The comic genre, the Halloween setting, the search for happiness all point to the limits of the ordinary middle-class way of life and our dissatisfaction with it, however much we wish to preserve and enjoy it. Mortimer thinks himself an intellectual above the bourgeoisie, but in fact depends on their society and tries every which way to preserve its respectability once he sees his family is in danger. He’s much more conventional than he realizes. But this attempt reveals a danger that stems from the attempt to moralize life, to clamp down on everything deemed “crazy” by an unreflective middle class. Authorities such as medicine and the courts, science and law become Mortimer’s shield against the reality he’s supposed to face, and without facing it he cannot really be part of the future, either as an intellectual or as a husband.
All this is tied up with democracy as much as with marriage, with public things as well as private. America cannot long endure the restraints of the WASP institutions. Respectability can blind people to the dangers of massive social changes. Our current elites are attempting something very similar to Mortimer in using the language of therapy and the claim that people are becoming radicalized by technology in order to censor the democratic revolution we are seeing in politics as much as on social media. But Mortimer is both chastened and moved to action, in a way in which our elites aren’t, being both paralyzed and arrogant.

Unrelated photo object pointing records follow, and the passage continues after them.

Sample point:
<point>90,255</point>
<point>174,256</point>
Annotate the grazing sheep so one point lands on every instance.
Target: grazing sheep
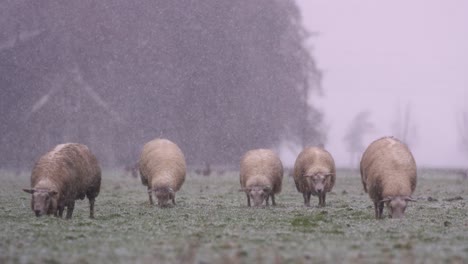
<point>314,174</point>
<point>67,173</point>
<point>261,175</point>
<point>162,170</point>
<point>388,173</point>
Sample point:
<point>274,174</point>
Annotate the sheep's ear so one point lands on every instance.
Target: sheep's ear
<point>31,191</point>
<point>171,191</point>
<point>409,199</point>
<point>386,199</point>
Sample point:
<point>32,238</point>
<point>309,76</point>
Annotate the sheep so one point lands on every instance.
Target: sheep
<point>261,175</point>
<point>388,174</point>
<point>162,170</point>
<point>66,173</point>
<point>314,174</point>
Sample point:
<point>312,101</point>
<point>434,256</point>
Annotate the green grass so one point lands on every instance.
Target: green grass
<point>212,224</point>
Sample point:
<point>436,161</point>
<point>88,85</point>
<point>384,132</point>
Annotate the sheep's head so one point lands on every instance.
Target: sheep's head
<point>397,205</point>
<point>164,195</point>
<point>44,201</point>
<point>258,194</point>
<point>318,181</point>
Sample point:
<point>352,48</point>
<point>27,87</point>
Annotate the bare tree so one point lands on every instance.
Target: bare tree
<point>354,138</point>
<point>463,131</point>
<point>403,127</point>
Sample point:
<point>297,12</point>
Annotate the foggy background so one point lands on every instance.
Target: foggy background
<point>216,77</point>
<point>222,77</point>
<point>386,57</point>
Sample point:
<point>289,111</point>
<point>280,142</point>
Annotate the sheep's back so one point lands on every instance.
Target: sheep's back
<point>388,168</point>
<point>71,168</point>
<point>310,161</point>
<point>163,163</point>
<point>261,167</point>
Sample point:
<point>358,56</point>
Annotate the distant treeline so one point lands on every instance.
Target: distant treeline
<point>218,77</point>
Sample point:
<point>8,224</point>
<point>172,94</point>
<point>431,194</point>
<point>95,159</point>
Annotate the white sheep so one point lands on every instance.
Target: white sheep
<point>162,170</point>
<point>314,174</point>
<point>261,175</point>
<point>67,173</point>
<point>388,173</point>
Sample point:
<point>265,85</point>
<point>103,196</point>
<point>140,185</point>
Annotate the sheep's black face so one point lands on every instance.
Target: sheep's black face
<point>163,197</point>
<point>396,207</point>
<point>258,195</point>
<point>43,201</point>
<point>317,182</point>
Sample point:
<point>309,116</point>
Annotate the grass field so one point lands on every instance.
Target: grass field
<point>211,224</point>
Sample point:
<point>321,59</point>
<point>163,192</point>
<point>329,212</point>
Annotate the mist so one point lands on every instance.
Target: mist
<point>217,77</point>
<point>389,58</point>
<point>221,77</point>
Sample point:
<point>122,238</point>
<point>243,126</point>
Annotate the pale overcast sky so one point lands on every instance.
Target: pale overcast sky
<point>377,55</point>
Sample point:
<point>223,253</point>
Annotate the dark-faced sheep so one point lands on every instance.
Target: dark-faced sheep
<point>261,175</point>
<point>388,173</point>
<point>67,173</point>
<point>314,174</point>
<point>162,170</point>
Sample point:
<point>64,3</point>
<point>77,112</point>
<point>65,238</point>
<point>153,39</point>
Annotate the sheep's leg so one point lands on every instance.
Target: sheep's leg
<point>60,211</point>
<point>381,205</point>
<point>322,199</point>
<point>378,209</point>
<point>150,194</point>
<point>70,207</point>
<point>91,207</point>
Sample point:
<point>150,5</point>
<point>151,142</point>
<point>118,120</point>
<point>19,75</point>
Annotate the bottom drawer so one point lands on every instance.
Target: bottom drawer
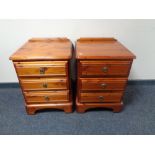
<point>47,96</point>
<point>101,97</point>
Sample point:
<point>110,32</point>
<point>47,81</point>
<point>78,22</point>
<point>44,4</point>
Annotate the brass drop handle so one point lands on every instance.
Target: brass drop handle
<point>45,85</point>
<point>47,98</point>
<point>42,70</point>
<point>101,98</point>
<point>103,85</point>
<point>105,69</point>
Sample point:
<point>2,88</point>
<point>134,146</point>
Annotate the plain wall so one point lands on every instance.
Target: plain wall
<point>137,35</point>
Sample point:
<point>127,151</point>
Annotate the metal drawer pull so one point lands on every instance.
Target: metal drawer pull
<point>103,85</point>
<point>47,98</point>
<point>42,70</point>
<point>101,98</point>
<point>45,85</point>
<point>105,69</point>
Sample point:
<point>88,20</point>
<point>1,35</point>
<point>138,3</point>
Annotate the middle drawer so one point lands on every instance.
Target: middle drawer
<point>44,83</point>
<point>102,83</point>
<point>46,96</point>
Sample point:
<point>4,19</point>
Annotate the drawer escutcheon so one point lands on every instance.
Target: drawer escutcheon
<point>103,85</point>
<point>45,85</point>
<point>105,69</point>
<point>42,70</point>
<point>101,98</point>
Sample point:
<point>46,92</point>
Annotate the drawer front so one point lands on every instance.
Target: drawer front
<point>101,97</point>
<point>104,68</point>
<point>47,96</point>
<point>42,68</point>
<point>102,83</point>
<point>44,83</point>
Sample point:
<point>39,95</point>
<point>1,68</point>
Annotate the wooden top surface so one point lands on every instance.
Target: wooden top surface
<point>101,48</point>
<point>44,49</point>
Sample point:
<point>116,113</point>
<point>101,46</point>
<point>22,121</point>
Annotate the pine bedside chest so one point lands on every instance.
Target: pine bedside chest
<point>103,66</point>
<point>43,66</point>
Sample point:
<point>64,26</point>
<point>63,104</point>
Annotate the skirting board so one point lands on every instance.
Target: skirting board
<point>130,82</point>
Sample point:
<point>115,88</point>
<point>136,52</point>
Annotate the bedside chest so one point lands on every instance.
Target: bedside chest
<point>43,68</point>
<point>103,66</point>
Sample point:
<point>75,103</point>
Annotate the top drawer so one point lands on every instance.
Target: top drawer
<point>104,68</point>
<point>41,68</point>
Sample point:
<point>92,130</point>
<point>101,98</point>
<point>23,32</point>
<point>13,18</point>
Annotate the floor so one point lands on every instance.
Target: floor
<point>138,116</point>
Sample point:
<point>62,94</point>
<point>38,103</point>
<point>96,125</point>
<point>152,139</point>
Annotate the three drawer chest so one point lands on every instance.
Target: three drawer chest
<point>43,67</point>
<point>103,66</point>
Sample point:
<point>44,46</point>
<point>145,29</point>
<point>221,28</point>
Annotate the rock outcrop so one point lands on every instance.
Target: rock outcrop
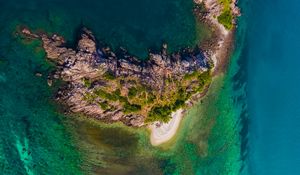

The comedy suggests love is more essential to family than respectability, since the latter depends on the past—memories and imagination—rather than experience and passion. Moreover, it holds up the spontaneous as a better sign of our nature than the opinions that gain credence in our institutions. This isn’t intended to revolutionize the past, but to wake people up to present conditions, and to offer a guide for conduct and perhaps even to thought, in a situation where authority is contested and people feel confused. This also includes a preference for democracy and freedom, because there is more opportunity to correct mistakes if we’re not forever trying to hide what’s wrong with us and pretend to be as beautiful as our images of the past.
The silly farce is also a witty satire on respectability. Comedy shows itself in a way superior to drama, and although it is crass, it is also subtle. Capra deserves our applause just as much for his insights as for making us laugh. He is the most famous immigrant among the great directors in Hollywood and the screenwriters, the Epstein twins, were also the sons of Jewish immigrants. Capra’s great success only fed his patriotism, but he still had the capacity to look at America from the distance of the stranger. That’s true in a way of the original play, written by Kesselring, a German immigrant, but his idea was more of a black comedy, more in tune with our times than the 1940s, too eager to blame the past and not sufficiently grateful for everything it’s made possible. Capra’s taste is better and deserves more respect, and it is also a pleasure we could share, and therefore a public service.